The American multinational entertainment invests heavily in innovation, research and start-ups to improve the experience of its viewers and visitors to its amusement parks.
The magic does not exist without technology. Even if one knows more about Disney’s animated films and theme parks, the American company was not ashamed to face Facebook, Google or Microsoft.
She, too, in its way, a giant of innovation. Disney employs engineers, organizes “hackathons” (innovation competition), and develops mobile applications and video games. The group even has its own start-up accelerator, the Accelerator Disney, where he sponsors every year ten companies in the entertainment and media.
Three members of its board of directors are also from the Web and new technologies sectors: Jack Dorsey, founder of Twitter, Sheryl Sandberg, Facebook’s number two, and John S. Chen Former BlackBerry and Sybase software publisher. The former head of Apple, Steve Jobs, it also served. Now these innovation specialists are full of praise for Disney. “This is not just a company that applies the technologies, but also built the” thought Jack Dorsey in an interview with Forbes magazine.
drones and robots
In addition to its animated films, the best showcase of innovation are its Disney theme parks. The company has its own subsidiary for the development of rides, shows and entertainment for visitors, Walt Disney Imagineering. He was responsible eg “animatronics”, talking robots now used in many attractions or their queues.
A hundred technology patents
Disney owns a hundred technology patents. It now seek to file three others to allow the use of drones in its parks. The flying machines would be used to project 3D animations or perform choreographies, for example during a parade or a show.

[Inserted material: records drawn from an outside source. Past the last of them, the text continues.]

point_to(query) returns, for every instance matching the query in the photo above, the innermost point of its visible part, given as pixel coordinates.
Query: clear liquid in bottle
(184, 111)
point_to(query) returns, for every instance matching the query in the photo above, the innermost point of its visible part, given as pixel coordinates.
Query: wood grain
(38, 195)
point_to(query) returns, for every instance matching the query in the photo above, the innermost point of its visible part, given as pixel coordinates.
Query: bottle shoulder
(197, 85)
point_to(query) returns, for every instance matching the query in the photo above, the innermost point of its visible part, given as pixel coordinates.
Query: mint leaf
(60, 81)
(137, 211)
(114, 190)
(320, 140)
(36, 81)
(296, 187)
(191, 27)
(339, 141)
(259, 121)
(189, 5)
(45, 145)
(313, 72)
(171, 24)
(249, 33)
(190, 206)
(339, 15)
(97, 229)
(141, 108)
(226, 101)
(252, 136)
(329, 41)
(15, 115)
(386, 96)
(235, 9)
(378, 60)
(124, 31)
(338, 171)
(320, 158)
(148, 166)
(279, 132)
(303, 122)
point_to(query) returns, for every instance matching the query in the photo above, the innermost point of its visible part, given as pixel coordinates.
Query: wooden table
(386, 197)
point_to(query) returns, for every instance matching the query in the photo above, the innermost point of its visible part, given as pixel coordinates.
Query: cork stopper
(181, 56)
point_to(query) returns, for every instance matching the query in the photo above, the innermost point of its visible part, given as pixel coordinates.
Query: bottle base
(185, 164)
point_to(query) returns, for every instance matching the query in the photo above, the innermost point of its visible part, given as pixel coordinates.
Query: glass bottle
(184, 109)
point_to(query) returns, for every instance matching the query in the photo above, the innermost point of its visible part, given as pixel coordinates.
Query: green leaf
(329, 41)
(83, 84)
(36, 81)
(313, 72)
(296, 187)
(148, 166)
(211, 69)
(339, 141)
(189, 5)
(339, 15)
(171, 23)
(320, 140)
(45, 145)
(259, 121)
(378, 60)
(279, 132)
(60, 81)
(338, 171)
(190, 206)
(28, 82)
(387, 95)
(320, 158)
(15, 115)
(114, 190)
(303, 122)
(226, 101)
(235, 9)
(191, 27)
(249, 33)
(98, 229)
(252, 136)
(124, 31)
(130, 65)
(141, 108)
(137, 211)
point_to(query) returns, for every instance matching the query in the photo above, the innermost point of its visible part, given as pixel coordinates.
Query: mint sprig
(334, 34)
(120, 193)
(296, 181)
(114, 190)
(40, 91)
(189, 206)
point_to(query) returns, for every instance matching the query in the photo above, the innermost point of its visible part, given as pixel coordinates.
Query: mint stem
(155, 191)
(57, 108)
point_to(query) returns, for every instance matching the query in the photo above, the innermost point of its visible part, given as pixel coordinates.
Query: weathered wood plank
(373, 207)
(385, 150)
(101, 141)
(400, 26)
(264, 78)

To improve his knowledge in robotics, Disney can rely on Disney Research, its research network of laboratories and universities that he created seven years ago. The latter has six offices worldwide, including one in Europe, mounted in partnership with the Federal Institute of Technology Zurich (ETH). He was responsible for numerous inventions, such as Beachbot, a robot that can draw in the unmanned sand or Acoustruments, that control a smartphone with sounds. By chance, Disney Research was born in 2008, the same year as the movie Wall-E, which just tells the adventures of a little robot.
The latest technology fits perfectly Disney betting to the trend of high-tech market: the MagicBand, a connected wrist that simplifies access to the various activities of its parks. The American group has invested nearly a billion dollars to its design and gradual implementation in its US parks.
MagicBand can store a wealth of data about visitors: their favorite attractions, characters they wish to meet, the type of ticket purchased … or even, their bank details to buy products derivatives. The bracelet can do everything, or almost. Visitors just have to pass it in front of readers scattered throughout the park to view the activity of their choice.
“If you want to have an idea of our future when our laptop will be the guardian of our money and our identity, avoid Silicon Valley and instead go to Walt Disney World in Orlando, “says the trade magazine Wired, more accustomed to sending its reporters to Apple keynotes in an amusement park.
The MagicBand that would soon land at Disneyland Paris, however not everyone packs. Online freedoms advocacy groups are particularly concerned about the storage and reuse of personal data stored in this way. Until his polemics, Disney has everything a great new technology enterprise.